Muerte entre poetas by Ángela Vallvey

Muerte entre poetas by Ángela Vallvey

autor:Ángela Vallvey [Vallvey, Ángela]
La lengua: spa
Format: epub
Tags: Novela, Policial
editor: ePubLibre
publicado: 2008-11-01T00:00:00+00:00


RECUERDO DE LA MUERTE

«Vaya, otra mujer abandonada —pensó Nacho cuando terminó de leer—. Cualquiera diría que invariablemente son los hombres quienes abandonan a sus amantes», se dijo. No tardaría en darse cuenta de que no siempre es así.

Decidió pasar rápidamente por el baño y luego bajar a desayunar. Tenía la cabeza cargada de presentimientos, envuelta en un espeso nubarrón de dolor incipiente. Creía sentir la presión atmosférica de la Tierra entera comprimiendo sobre un punto entre sus cejas. Un observador atento probablemente le vería salir isobaras de las orejas en lugar de pelos.

Se tomó un ibuprofeno, y supo que no le iba a sentar bien con el estómago vacío.

El comedor ya tenía el desayuno dispuesto, a la manera de los hoteles de ambiente familiar que se recomiendan en las revistas femeninas. Zumos más o menos naturales, café a discreción, té, bollos, huevos, tostadas y variedad de mermeladas y cereales.

Carlos y su mujer, Alina, revoloteaban alrededor de la mesa con mantel donde se desplegaban las viandas, muy serios y formales, preguntando a cada momento si los invitados deseaban más. «Todos queremos más, siempre», rumió para sí Nacho, y dijo «¡Buenos días!» en voz alta. Sólo algunos de los presentes le respondieron.

Rocío estaba sentada sola, apartada del resto, entre dos sillas vacías. Llevaba puestas unas gafas de sol y tenía aspecto de adolescente malhumorada que no perdona el madrugón. No se acercó a ella porque supuso que no sería muy bien recibido.

Richard Vico no estaba a la vista.

Cristina Oller se aproximó a Nacho con un mohín de complicidad en los labios.

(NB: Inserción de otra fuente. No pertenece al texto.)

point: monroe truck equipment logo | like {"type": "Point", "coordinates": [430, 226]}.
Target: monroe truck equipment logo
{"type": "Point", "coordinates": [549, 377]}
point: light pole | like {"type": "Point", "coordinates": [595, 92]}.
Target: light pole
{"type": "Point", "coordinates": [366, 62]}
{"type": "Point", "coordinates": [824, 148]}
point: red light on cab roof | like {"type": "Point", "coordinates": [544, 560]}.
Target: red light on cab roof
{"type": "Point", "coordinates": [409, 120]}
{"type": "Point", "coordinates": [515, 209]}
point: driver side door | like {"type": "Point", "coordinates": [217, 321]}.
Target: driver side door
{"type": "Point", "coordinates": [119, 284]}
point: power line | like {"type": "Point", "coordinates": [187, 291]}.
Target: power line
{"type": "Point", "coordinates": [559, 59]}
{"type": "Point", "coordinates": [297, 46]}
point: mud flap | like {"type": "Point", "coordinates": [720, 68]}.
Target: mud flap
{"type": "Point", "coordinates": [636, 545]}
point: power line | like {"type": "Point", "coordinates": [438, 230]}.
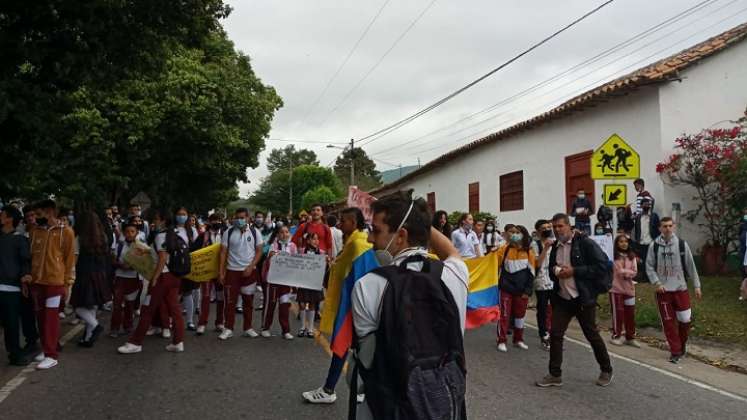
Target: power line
{"type": "Point", "coordinates": [440, 102]}
{"type": "Point", "coordinates": [697, 7]}
{"type": "Point", "coordinates": [344, 62]}
{"type": "Point", "coordinates": [381, 59]}
{"type": "Point", "coordinates": [596, 83]}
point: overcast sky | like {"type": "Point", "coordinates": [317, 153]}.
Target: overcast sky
{"type": "Point", "coordinates": [298, 45]}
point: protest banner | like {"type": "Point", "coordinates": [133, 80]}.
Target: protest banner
{"type": "Point", "coordinates": [298, 270]}
{"type": "Point", "coordinates": [361, 200]}
{"type": "Point", "coordinates": [141, 258]}
{"type": "Point", "coordinates": [204, 263]}
{"type": "Point", "coordinates": [607, 243]}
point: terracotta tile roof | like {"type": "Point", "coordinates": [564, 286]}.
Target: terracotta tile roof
{"type": "Point", "coordinates": [659, 72]}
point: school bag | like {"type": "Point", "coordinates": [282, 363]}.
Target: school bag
{"type": "Point", "coordinates": [180, 262]}
{"type": "Point", "coordinates": [418, 369]}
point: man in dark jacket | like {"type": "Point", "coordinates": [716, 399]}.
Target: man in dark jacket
{"type": "Point", "coordinates": [577, 268]}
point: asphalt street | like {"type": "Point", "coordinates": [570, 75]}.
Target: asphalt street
{"type": "Point", "coordinates": [263, 378]}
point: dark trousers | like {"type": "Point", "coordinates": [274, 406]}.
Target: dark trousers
{"type": "Point", "coordinates": [562, 313]}
{"type": "Point", "coordinates": [10, 309]}
{"type": "Point", "coordinates": [28, 320]}
{"type": "Point", "coordinates": [544, 311]}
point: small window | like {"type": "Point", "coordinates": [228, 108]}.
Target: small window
{"type": "Point", "coordinates": [512, 191]}
{"type": "Point", "coordinates": [474, 197]}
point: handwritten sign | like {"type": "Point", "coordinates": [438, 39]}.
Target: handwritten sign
{"type": "Point", "coordinates": [205, 263]}
{"type": "Point", "coordinates": [141, 258]}
{"type": "Point", "coordinates": [298, 270]}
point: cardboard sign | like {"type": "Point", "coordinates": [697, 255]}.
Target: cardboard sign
{"type": "Point", "coordinates": [298, 270]}
{"type": "Point", "coordinates": [205, 263]}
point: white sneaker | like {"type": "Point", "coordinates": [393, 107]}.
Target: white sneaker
{"type": "Point", "coordinates": [130, 348]}
{"type": "Point", "coordinates": [319, 396]}
{"type": "Point", "coordinates": [619, 341]}
{"type": "Point", "coordinates": [47, 363]}
{"type": "Point", "coordinates": [153, 331]}
{"type": "Point", "coordinates": [225, 334]}
{"type": "Point", "coordinates": [175, 348]}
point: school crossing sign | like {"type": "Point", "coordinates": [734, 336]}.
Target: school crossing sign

Mientras se servía un café, largo de leche esta vez, la mujer se arrimó tanto a él que pudo sentir la forma de su pecho rozándole contra el codo. Lo retiró con delicadeza, pero con premura.

—Buenos días. Te escribí un e—mail —dijo ella—. ¿Lo has visto?

—¿Eh? Ah, sí. Gracias.

Lo miró mientras se servía la leche y un vaso grande de zumo.

—Bueno, ¿y…?

—Te agradezco la confianza, Cristina. No debe ser fácil desahogarse así con un extraño.

—Tú no eres un extraño para mí —negó con la cabeza, y Nacho supuso que lo que acababa de hacer enviándole su particular confesión era, sobre todo, un ejercicio terapéutico——. Te conozco. He leído todos tus poemas. Incluso dos inéditos que aparecieron hace unos meses en la revista de la FNAC.

—Ah, vaya. Es todo un detalle por tu parte. Pero… No sé cómo decirte esto, pero me gustaría mandarle tu texto a mi tía y a un amigo. Son de toda confianza; así y todo, quiero pedirte permiso.

Cristina sonrió. La sonrisa acudió a sus labios como quien se precipita a abrir una puerta, aunque en sus ojos casi podía leerse un cartel de «Prohibido el paso». Su cuello de mangosta prematuramente envejecida se movió de un lado a otro.

—Puedes enseñárselo a quien quieras. Ya lo he publicado.

—¿Cómo dices?

—Que lo he publicado. Sólo tuve que cambiar los nombres, y lo publiqué. Me pidieron un texto para un libro colectivo, de varias autoras. El tema era la mujer hoy día.